Profiles

Profiles #

The installation of the mirrord operator defines a new clusterwide custom resource in your cluster, called MirrordProfile.

This resource can be used to provide mirrord users with a unified base for their mirrord configs. Users can reference an available profile in their configs, and they will be modified accordingly.
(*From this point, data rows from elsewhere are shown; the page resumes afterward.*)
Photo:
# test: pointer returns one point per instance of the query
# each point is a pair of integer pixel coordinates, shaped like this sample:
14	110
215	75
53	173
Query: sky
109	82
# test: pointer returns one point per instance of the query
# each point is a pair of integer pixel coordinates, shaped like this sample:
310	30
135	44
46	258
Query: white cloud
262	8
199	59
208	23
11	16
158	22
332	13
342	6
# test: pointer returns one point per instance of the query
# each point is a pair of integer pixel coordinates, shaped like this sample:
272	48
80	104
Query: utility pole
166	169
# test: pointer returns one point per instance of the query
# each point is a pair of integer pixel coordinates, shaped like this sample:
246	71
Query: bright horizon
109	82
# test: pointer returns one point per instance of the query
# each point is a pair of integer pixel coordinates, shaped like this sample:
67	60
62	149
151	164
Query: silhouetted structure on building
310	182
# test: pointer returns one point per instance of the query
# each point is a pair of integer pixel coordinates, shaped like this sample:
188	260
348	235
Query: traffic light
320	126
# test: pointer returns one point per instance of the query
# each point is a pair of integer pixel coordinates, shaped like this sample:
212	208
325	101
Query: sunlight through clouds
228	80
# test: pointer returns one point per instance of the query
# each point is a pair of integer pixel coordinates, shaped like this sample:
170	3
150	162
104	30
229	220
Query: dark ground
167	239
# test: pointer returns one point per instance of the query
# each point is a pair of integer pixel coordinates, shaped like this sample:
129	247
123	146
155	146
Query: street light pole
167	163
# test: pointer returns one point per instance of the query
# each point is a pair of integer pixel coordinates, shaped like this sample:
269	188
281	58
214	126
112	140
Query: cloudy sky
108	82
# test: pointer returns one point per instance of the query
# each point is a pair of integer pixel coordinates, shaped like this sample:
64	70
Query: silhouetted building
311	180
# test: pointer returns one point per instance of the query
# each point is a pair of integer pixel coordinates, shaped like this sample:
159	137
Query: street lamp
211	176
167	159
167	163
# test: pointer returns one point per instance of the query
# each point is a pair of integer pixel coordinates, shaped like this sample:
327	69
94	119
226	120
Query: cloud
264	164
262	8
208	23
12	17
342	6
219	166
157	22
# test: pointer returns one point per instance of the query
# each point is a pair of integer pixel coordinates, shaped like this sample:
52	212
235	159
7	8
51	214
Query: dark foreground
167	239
apiVersion: profiles.mirrord.metalbear.co/v1alpha
kind: MirrordProfile
metadata:
  # This name can be referenced by the user in their mirrord configs.
  name: example-profile
spec:
  # A list of adjustments to be made in the user's feature config.
  #
  # The adjustments are applied in order.
  featureAdjustments:
  # Incoming traffic will be stolen.
  - change: incoming-steal
  # All outgoing traffic will be remote.
  - change: outgoing-remote
  # All DNS resolution will be remote.
  - change: dns-remote

The complete list of allowed values for the featureAdjustments.[].change field is as follows:

1. incoming-mirror - incoming traffic will be mirrored
2. incoming-steal - incoming traffic will be stolen
3. incoming-off - incoming traffic will not be intercepted
4. dns-remote - all DNS resolution will be remote
5. dns-off - all DNS resolution will be local
6. outgoing-remote - all outgoing traffic will be remote
7. outgoing-off - all outgoing traffic will be local

Selecting a profile #

Starting from mirrord version 3.136.0, the user can select a mirrord profile in their mirrord config. The profile is referenced by its name.

{
    "profile": "example-profile"
}

Enforcing profiles #

Use of mirrord profiles can be enforced with mirrord policies.

Important: mirrord profiles are applied to the session on the user machine, and should not be used as security features.